People aren’t just going to walk away from it all.
> Now, personally, the limited-time thing I think is bullshit–but, I’ll allow it for rhetorical reasons here.
So the main point was just a canard (a decoy duck) being used to urge open source devs to use LLMs. Like a phony time-limited offer. I guess it's nice to clearly and openly admit to bullshitting the readers, but in that case why do it at all? Honesty would be simpler: the idea is simply that LLMs could help open source, and this metaphor about whales falling into sunny hayfields doesn't pertain. It's more like "make hay whenever you're ready".
Then we might ask whether the LLMs can indeed be used to make hay or just to make a mess. In principle, when faced with an overwhelming backlog of trivial work, an LLM ought to be a great solution, but much depends on the work genuinely being trivial.
But, I don't find straw man arguments interesting. They don't engage at all with why many Open Source developers don't want to use LLMs and won't allow LLM contributions to their projects (which are two different things; I regularly use LLMs, but I generally don't want or accept LLM-generated code from other people in my projects).
e.g. "Most-all of the people I’ve talked to that are strongly anti-LLM and anti-AI are oddly silent on the subject of models like GLM 5.2 and other modern open-weight models that are “good enough” for assistance now, and in another year will likely be as good as Fable or 5.6 today. I suspect this is because they are larpers and aren’t actually keeping track of the technology."
The people who are strongly anti-LLM may have many varied reasons for that position, and the models being open doesn't address most of those reasons. e.g. the ethics of ingesting everyone's writing and code, environmental costs, costs to communities where data centers are built, ending the developer pipeline by lopping off all junior roles, some of the worst people in the world becoming wealthy and powerful beyond human comprehension, the list isn't short and it doesn't end there..."open" models covers maybe one of those.
In short, the anti-LLM people are silent on the subject because it has very little, possibly nothing, to do with their position.
So, I even agree that we might as well enjoy the subsidized tokens the big guys want to sell us. My position is that I'm going to try to do some good work with them, use them with care to produce good code that survives without the best models, should it ever come to the point where very good models are prohibitively expensive. Fix security bugs in my projects where that matters. Fill out APIs and docs and translations. Just generally do the janitorial work that never seems to get done when it's just a couple of volunteers.
But, I'm not trying to convince the anti-LLM folks they're wrong. Some days, I agree with them.

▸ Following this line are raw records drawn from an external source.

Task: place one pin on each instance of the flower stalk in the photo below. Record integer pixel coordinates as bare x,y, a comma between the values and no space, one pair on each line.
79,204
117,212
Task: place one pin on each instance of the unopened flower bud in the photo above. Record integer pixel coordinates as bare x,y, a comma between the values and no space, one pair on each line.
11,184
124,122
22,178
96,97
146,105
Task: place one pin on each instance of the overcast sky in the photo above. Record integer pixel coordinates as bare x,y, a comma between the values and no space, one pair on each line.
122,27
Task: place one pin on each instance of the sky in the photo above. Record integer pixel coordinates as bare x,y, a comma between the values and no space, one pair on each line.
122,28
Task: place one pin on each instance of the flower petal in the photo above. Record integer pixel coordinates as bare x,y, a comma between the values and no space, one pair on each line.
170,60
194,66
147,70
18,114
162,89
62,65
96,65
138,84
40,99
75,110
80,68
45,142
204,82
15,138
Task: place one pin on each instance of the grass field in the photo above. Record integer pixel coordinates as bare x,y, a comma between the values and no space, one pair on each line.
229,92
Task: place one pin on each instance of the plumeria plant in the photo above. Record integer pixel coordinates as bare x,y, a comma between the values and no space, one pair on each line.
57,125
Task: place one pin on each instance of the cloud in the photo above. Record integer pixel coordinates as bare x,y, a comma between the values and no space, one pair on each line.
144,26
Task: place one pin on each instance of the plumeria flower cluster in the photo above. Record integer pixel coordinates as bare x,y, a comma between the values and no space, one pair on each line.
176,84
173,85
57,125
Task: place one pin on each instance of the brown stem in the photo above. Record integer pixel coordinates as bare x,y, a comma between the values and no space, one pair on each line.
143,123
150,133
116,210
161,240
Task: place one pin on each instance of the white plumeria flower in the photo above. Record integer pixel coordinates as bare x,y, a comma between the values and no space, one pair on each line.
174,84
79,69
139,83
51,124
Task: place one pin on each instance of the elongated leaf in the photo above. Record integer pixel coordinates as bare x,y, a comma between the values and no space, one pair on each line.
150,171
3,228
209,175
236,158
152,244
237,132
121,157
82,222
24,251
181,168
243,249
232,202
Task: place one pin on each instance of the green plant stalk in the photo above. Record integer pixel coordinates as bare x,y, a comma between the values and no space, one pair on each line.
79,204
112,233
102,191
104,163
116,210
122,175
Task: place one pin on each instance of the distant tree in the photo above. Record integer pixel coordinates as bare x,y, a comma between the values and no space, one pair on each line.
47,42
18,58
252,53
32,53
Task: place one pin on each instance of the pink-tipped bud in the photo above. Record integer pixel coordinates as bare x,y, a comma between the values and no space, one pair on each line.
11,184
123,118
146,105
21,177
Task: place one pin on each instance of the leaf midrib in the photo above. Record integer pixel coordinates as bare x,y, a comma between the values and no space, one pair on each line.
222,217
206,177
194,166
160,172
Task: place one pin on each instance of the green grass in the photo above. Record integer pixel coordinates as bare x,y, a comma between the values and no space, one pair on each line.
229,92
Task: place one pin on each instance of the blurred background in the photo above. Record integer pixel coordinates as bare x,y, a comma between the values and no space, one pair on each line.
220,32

For mechanical work–things like bumping versions, fixing failing tests, checking documentation for inconsistencies–the clankers have proven their worth (even before LLMs, anybody remember dependabot?)!
The way to fix that, of course, is automated processes and mechanical guardrails. Automatic enforcement of style, automatic testing and linting and formatting–same as ever.

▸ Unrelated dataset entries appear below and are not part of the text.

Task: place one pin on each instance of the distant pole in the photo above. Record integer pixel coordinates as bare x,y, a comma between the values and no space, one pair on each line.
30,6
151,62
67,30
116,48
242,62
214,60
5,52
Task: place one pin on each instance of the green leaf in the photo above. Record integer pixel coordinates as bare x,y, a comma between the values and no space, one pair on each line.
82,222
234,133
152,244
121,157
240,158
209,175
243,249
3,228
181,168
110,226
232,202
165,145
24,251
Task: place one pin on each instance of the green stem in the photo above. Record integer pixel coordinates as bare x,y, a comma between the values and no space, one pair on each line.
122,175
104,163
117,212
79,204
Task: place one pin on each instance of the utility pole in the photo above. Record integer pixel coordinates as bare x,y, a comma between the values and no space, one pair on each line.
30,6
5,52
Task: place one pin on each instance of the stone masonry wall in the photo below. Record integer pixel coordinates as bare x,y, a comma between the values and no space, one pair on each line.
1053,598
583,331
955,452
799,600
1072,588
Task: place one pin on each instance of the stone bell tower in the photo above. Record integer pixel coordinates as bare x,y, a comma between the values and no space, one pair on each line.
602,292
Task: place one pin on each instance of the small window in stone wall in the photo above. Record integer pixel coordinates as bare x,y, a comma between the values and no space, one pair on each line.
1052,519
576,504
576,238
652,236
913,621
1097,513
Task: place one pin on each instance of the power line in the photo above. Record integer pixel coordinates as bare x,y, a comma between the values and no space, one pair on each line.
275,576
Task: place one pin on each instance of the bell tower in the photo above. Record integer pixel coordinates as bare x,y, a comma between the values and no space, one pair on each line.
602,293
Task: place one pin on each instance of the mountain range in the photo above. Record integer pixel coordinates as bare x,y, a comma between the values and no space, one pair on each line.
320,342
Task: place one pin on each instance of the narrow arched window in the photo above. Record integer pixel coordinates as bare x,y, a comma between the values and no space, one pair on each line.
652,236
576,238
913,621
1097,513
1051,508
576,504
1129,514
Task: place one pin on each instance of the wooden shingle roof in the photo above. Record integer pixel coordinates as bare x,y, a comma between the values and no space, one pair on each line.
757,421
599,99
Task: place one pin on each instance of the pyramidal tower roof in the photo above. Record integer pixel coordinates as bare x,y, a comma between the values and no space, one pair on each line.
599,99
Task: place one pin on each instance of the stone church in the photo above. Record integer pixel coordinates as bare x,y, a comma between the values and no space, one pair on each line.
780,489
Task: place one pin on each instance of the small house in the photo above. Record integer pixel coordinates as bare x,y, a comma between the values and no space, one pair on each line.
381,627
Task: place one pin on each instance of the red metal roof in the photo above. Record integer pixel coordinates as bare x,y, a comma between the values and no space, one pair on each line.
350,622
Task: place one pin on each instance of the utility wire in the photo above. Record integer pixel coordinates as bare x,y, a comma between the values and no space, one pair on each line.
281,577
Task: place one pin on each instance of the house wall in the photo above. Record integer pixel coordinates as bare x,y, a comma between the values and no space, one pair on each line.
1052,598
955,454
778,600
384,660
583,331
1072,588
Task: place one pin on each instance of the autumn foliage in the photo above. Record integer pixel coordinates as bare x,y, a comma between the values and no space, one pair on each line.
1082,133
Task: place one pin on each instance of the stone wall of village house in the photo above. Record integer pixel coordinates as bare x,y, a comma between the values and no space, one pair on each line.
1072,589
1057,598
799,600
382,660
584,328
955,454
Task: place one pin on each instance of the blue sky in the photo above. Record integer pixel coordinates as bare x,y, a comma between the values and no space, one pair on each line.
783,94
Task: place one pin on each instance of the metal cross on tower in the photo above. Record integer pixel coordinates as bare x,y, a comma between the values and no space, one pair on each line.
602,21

We can use the whale fall tokens to build that machinery.
This seems to be the main contention of the post, however it leaves me confused as to what the author specifically thinks should happen. “We should have the AIs generate more dependabots”?It's really pointless to try to engage with that sort of attitude: I'm right and everyone who disagrees with me is just larpers but I'll go ahead and strawman them so I can have something to write about online. Why should I read that? To waste my time and feel insulted?
Btw, I'm not anti-AI, but one doesn't have to be, to be critical of the current LLM market, but hey, I'm just larping eh?